Cloudera Impala – Fast, Interactive Queries with Hadoop


Introduction

As discussed in the previous post about Twitter’s Storm, Hadoop is a batch oriented solution that has a lack of support for ad-hoc, real-time queries. Many of the players in Big Data have realised the need for fast, interactive queries besides the traditional Hadooop approach. Cloudera, one the key solution vendors in Big Data/Hadoop domain has just recently launched Cloudera Impala that addresses this gap.

As Cloudera Engineering team descibed in ther blog, their work was inspired by Google Dremel paper which is also the basis for Google BigQuery. Cloudera Impala provides a HiveQL-like query language for wide variety of SELECT statements with WHERE, GROUP BY, HAVING clauses, with ORDER BY – though currently LIMIT is mandatory with ORDER BY -, joins (LEFT, RIGTH, FULL, OUTER, INNER), UNION ALL, external tables,  etc. It also supports arithmetic and logical operators and Hive built-in functions such as COUNT, SUM, LIKE, IN or BETWEEN. It can access data stored on HDFS but it does not use mapreduce, instead it is based on its own distributed query engine.

The current Impala release (Impala 1.0beta) does not support  DDL statements (CREATE, ALTER, DROP TABLE), all the table creation/modification/deletion functions have to be executed via Hive and then refreshed in Impala shell.

Cloudera Impala is open-source under Apache Licence, the code can be retrieved from Github. Its components are written in C++, Java and Python.

Cloudera Impala Architecture

Cloudera Impala has 3 key components: impalad, impala-state-store and impala-shell.

Impala shell is essentially a short shell script which starts the impala-shell.py python program to run the queries.

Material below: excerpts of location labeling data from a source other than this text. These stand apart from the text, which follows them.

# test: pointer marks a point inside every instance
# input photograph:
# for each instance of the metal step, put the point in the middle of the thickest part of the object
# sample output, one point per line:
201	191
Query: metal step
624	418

SCRIPT_DIR="$( cd "$( dirname "${BASH_SOURCE[0]}" )" && pwd )"
SHELL_HOME=${IMPALA_SHELL_HOME:-${SCRIPT_DIR}}

PYTHONPATH="${SHELL_HOME}/gen-py:${SHELL_HOME}/lib:${PYTHONPATH}" \
  python ${SHELL_HOME}/impala_shell.py "$@"

Impalad is running on each Hadoop datanode and and it plans and executes the queries sent from impala-shell.

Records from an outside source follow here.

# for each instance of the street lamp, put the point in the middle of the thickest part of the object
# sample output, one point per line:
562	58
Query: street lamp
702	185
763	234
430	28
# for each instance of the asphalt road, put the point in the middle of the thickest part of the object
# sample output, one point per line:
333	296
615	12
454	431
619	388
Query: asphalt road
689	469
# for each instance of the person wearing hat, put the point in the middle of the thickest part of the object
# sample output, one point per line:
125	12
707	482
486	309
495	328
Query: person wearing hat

Impala-state-store stores information (location and status) about all the running impalad instances.

Installing Cloudera Impala

As of writing this article, Cloudera Impala requires 64-bit RHEL/Centos 6.2 or higher. I was running the tests on RHEL6.3 (64-bit) on AWS. You need to have Cloudera CDH4.1, Hive and Mysql installed (the latter is used to store Hive metastore).

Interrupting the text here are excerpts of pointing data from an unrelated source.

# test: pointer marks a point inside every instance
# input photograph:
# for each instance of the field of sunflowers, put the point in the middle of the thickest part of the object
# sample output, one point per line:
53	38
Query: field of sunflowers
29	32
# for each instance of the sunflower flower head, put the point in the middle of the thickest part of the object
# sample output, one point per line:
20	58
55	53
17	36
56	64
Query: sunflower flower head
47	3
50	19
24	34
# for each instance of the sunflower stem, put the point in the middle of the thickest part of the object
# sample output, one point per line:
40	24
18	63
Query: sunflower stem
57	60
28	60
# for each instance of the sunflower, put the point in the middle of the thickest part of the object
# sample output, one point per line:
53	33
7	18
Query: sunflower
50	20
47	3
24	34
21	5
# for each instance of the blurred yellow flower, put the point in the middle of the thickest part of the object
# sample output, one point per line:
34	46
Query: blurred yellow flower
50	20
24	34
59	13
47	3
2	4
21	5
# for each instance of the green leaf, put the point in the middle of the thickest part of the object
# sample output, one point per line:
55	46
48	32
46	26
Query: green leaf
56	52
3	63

Note: AWS t1.micro instances are not suitable for CDH4.1, that requires more memory than t1.micro provides.

Cloudera recommends to use Cloudera Manager to install Impala but I used manual steps, just to ensure that I have a complete understanding of what is going on during the installation.

Step 1: Install CDH4.1

To install CDH4.1 you need to run the following commands (these steps describe how to install Hadoop MRv1 – if you want to have YARN instead, that requires another MapReduce rpms to be installed. However, Cloudera stated in the install instructions that they do not consider MapReduce 2.0 (YARN) production-ready yet thus I decided to stick with MRv1 for these tests. CDH4.1 MRV1 can be installed as a pseudo distribution or a full cluster solution, for the tests we will see pseudo distribution:

$ sudo yum --nogpgcheck localinstall cloudera-cdh-4-0.noarch.rpm
$  sudo rpm --import http://archive.cloudera.com/cdh4/redhat/6/x86_64/cdh/RPM-GPG-KEY-cloudera
$sudo yum install hadoop-0.20-conf-pseudo

This will install Haddop-0.20-MapReduce (jobtracker, tasktracker) and Hadoop HDFS (namenode, secondarynamenode, datanode) as dependencies, too.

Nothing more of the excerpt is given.